Proteolytic degradation of cold-water fish gelatin solutions and gels.

The stability of cold-water fish gelatin (FG), both in solution and in the gel phase, has been studied as function of both temperature and exposure towards novel proteases of marine origin. A 1% (w/v) FG solution was readily degraded by such proteases above 20 degrees C, which was expected since FG at this temperature is a random coil molecule lacking the protective triple helical structure found in collagen. The dynamic storage modulus for a 10% (w/v) FG gel increased monotonically at 4 degrees C. Ramping the temperature to 6, 8 or 10 degrees C led to a drastic reduction in G', but an apparent partial recovery of the network (increasing G') was observed with time at all temperatures. In the presence of proteases, a lower storage modulus was observed. At constant 4 degrees C, an apparent maximum value was reached after curing for 2h followed by a decrease in G' indicating protease activity. Ramping of temperature in the presence of proteases led to an even more drastic reduction in G' and no recovery of structure was observed with time.
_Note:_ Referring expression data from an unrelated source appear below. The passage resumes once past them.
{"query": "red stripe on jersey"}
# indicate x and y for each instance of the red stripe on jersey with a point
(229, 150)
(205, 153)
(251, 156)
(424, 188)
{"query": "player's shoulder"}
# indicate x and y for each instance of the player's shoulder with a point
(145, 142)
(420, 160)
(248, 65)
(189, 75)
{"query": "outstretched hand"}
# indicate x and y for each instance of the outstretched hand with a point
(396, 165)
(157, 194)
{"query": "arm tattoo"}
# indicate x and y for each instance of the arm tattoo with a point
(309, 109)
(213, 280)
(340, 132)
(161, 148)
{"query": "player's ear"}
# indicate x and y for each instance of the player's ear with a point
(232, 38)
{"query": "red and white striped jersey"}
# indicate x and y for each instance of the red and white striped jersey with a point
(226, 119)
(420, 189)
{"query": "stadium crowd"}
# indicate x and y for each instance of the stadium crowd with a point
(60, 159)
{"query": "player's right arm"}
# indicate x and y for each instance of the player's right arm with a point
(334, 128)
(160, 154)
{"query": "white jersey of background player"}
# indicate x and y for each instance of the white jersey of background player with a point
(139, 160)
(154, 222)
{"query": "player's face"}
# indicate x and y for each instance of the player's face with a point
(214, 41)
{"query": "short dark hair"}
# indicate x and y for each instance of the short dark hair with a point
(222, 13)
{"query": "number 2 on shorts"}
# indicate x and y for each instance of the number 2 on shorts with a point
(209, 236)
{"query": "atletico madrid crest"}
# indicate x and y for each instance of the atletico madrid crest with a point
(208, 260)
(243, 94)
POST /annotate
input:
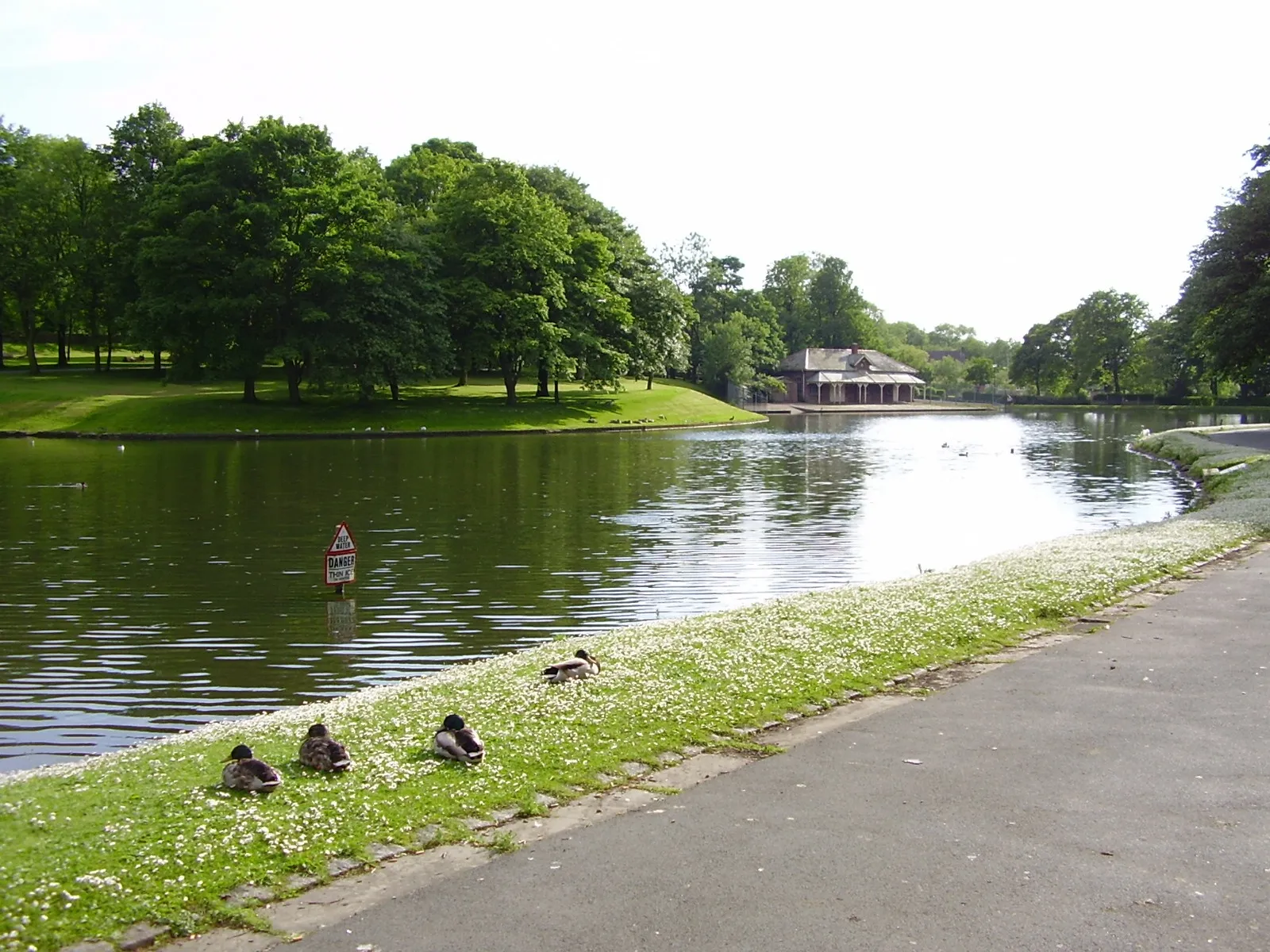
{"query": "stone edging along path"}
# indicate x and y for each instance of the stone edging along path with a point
(397, 869)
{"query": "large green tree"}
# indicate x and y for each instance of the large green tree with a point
(1104, 330)
(143, 149)
(1041, 359)
(503, 249)
(252, 239)
(1226, 300)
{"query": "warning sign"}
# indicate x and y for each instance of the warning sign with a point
(342, 558)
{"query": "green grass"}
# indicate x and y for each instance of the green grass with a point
(148, 835)
(131, 401)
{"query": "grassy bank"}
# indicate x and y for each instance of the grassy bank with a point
(133, 401)
(146, 835)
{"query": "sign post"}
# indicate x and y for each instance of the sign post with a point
(341, 568)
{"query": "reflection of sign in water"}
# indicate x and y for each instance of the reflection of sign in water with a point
(341, 566)
(342, 620)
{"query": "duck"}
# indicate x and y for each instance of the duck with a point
(457, 742)
(581, 666)
(321, 752)
(245, 772)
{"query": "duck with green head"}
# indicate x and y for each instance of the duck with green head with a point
(321, 752)
(581, 666)
(457, 742)
(245, 772)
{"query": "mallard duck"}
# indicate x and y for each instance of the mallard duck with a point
(457, 742)
(323, 752)
(581, 666)
(244, 772)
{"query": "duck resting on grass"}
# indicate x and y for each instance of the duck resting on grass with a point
(457, 742)
(244, 772)
(321, 752)
(581, 666)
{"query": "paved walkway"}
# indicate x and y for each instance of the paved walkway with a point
(1108, 793)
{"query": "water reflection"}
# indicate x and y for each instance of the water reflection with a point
(183, 582)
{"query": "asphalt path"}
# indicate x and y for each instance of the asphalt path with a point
(1109, 793)
(1257, 438)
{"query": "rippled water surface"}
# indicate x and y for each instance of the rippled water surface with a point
(182, 583)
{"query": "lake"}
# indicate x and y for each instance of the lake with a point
(183, 582)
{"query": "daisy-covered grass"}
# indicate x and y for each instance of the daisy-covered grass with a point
(146, 835)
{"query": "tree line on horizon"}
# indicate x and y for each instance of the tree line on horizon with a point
(1214, 342)
(266, 245)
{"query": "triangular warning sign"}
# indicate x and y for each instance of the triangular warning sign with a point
(343, 541)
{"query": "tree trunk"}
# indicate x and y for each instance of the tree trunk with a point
(511, 374)
(295, 371)
(29, 323)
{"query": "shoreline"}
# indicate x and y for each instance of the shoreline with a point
(143, 818)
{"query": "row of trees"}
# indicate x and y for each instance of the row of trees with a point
(1216, 340)
(267, 245)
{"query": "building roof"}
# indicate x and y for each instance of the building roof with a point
(842, 359)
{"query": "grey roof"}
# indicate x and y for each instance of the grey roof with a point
(823, 359)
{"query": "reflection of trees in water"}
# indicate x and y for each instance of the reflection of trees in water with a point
(192, 570)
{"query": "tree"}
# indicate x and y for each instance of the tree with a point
(251, 240)
(946, 372)
(979, 372)
(950, 336)
(35, 228)
(143, 149)
(1041, 359)
(1226, 298)
(502, 249)
(787, 287)
(1104, 329)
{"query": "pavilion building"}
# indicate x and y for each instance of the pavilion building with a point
(851, 374)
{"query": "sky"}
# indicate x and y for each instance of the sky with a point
(973, 163)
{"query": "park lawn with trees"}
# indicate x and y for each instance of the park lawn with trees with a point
(133, 403)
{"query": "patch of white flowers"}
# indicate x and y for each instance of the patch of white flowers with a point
(146, 833)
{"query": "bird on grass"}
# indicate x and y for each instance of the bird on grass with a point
(581, 666)
(457, 742)
(244, 772)
(321, 752)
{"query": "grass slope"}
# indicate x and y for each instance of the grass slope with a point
(146, 835)
(131, 401)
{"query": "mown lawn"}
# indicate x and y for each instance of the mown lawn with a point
(129, 400)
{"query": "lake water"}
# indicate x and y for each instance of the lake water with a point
(183, 582)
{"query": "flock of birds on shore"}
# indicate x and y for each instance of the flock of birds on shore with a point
(456, 740)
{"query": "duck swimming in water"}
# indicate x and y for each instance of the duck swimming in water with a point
(321, 752)
(581, 666)
(457, 742)
(244, 772)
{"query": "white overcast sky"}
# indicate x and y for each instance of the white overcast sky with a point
(975, 163)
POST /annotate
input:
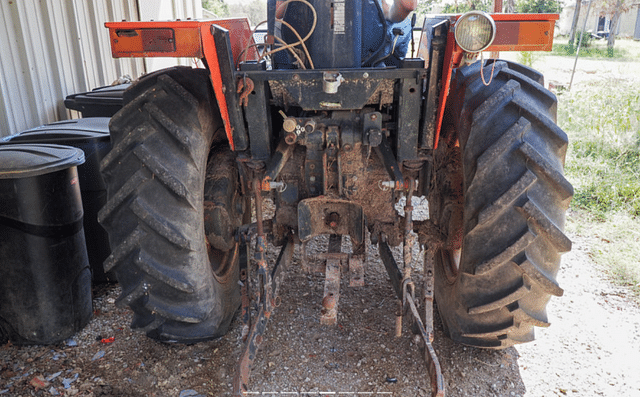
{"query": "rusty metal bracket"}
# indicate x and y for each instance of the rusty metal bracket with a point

In this case, the overall rheological behaviour is a complex function of both thermal influence as well as proteolytic activity. In an endeavour to quantify the effect of the presence of proteolytic enzymes on the gelatin network, rheological investigation were undertaken where the dynamic storage moduli were recorded on different 10% (w/v) FG samples that had been acid hydrolysed to yield different average molecular weights. A significant reduction in storage modulus for average molecular weights below 50 kDa was found. This critical molecular weight most probably reflects the on-set of a regime where shorter chain lengths prevent percolation due to an increase in the loose end and sol fraction as well as a reduction in the average length of the pyrrolidine-rich regions reducing the number of possible junction zones.